我的脸一下子比擦了胭脂还要红,真恨不得找条地缝给钻进去,这林晓还真是色胆包天什么场合都不分,我都怀疑她上辈子是不是投错胎了。还好的是所有人的视线都跟着底下那个美女前后左右四处转悠,要不然她怎么死的我都不知道。

林晓这家伙也真是的,平时看起来一本正经的,怎么遇见个美女,尤其是让她赏心悦目的一下子就乱了方寸,什么站如松坐如钟通通忘得干干净净,如果不是因为我从小和她在一块知根知底,还真以为她是一拉拉呢。

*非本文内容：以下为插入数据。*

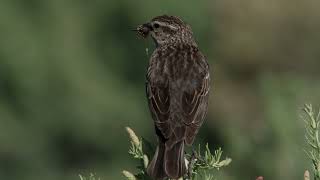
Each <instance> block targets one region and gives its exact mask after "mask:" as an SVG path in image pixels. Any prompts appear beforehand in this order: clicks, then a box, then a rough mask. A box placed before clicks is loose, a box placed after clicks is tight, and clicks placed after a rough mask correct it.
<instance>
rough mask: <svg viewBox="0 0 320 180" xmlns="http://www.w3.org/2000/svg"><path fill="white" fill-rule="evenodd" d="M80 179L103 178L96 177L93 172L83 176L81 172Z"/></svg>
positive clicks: (80, 174)
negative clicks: (81, 174) (92, 172)
mask: <svg viewBox="0 0 320 180" xmlns="http://www.w3.org/2000/svg"><path fill="white" fill-rule="evenodd" d="M79 177H80V180H101V179H100V178H99V177H96V176H95V175H94V174H93V173H91V174H90V175H89V177H85V176H82V175H81V174H79Z"/></svg>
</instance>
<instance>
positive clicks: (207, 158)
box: [122, 127, 232, 180]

记得一次我跟她到她小姨开得内衣店去帮忙,从早忙到晚,累的我们是腰酸背痛减寿十年,等到快晚上十二点打烊关店的时候,内衣店来了一小龙女级别的大美女,那真可谓是“一顾倾人城,再顾倾家国”的绝品。林晓当时的那个风情绝对是前无古人后无来者,一会问美女的芳龄,一会问小姐你带多大罩杯的,一会又说什么蕾丝花边的比普通的好看,简直比见了她亲妈还要来的殷勤,加上她如男生一样的短发,上身ADIDAS的休闲T恤衫,□ONLY的宽版牛仔裤,脚上再登一双白色NIKE运动鞋,还有那比飞机场还要平坦的胸部,吓得人家美女还以为遇到了一个变态色狼,直接冲出店门,就连自己的内衣都忘了换回去,直挺挺的躺在更衣室里,好不孤单。

而从那件事之后,桃园巷里盛传某某内衣店出了一个大色狼,超级变态,简直是世风日下、有辱斯文。而且越传越凶,甚至传到最后那色狼都成了蒲松龄先生编著的《聊斋》里的白眼狼王,专门为搜刮世间美女而来。后来又有人道,其元神原是九重天上的月老之徒,因爱上了一掌灯宫女,触犯天条被玉帝罚下天界。

反正最后是传的神乎其技的,也不知道是真是假,不过,林晓她小姨的内衣生意越做越火却是比石头还要来的真,特别是一些款式新潮价格公道的。

好多崇尚浪漫的年轻女子都因为这个故事而爱上了这个地方,经常性的带着自己的男朋友光顾此店。而那些对这个故事半信半疑或者干脆不信之人也因为好奇心的驱使下走进店门,看到自己比较心仪的款式或多或少也会买上一两件,如此下去,林晓小姨的内衣销量芝麻开花节节高简直不可同日而语也。

乐的她小姨每天晚上睡觉都是抱着一叠叠的人民币,比之欧也妮?葛朗台家的那老头子有过之而无不及,就连那天晚上知道了事情的来龙去脉为那五百块钱黑色蕾丝文胸的损失恨不得给林晓一耳光子也因这出乎神迹的时来运转而放手罢休,吓得林晓直到现在提起那似来未来的耳光子还直胆战心惊害怕不已。

林晓这见色忘友,不,应该说是“见色忘了一切”的本领算是已经练到了炉火纯青的地步,怎么从来没见她在学习上面这么的上进。

台上灯光闪耀,晃得人眼睛疼,那位美女坐在周郎年的旁边,不时的低着头和其说话,而我突然发现美女的旁边坐着下午我在开水房碰到的那个打篮球叫帅子的女生,我还记得她高挑的身影站在逆光中的样子,短短的头发,黑亮的眼瞳以及傲视一切的冷意,酷的让人不敢去看她的眼睛。

到周郎年发言的时候我什么也没听清楚,准确的说从我看到帅子之后就什么也听不到了。

两个相同的名字,不同性别的人,我在心底默默的问老天,这算不算是你给我开的玩笑呢?其实,我是不该如此的敏感的,毕竟帅子已经走了将近两个多月了,可是一听到他的名字我就心痛的要命,就像是刀割一样。

我的眼睛有些发虚,像是要掉眼泪,似乎随时都会有雾气上来将其遮蔽。

主席台上传来似有似无的眼神,观众席上掌声不断,林晓已经化身为一尊“望美石”荣辱不惊了,显而易见轮到美女讲话。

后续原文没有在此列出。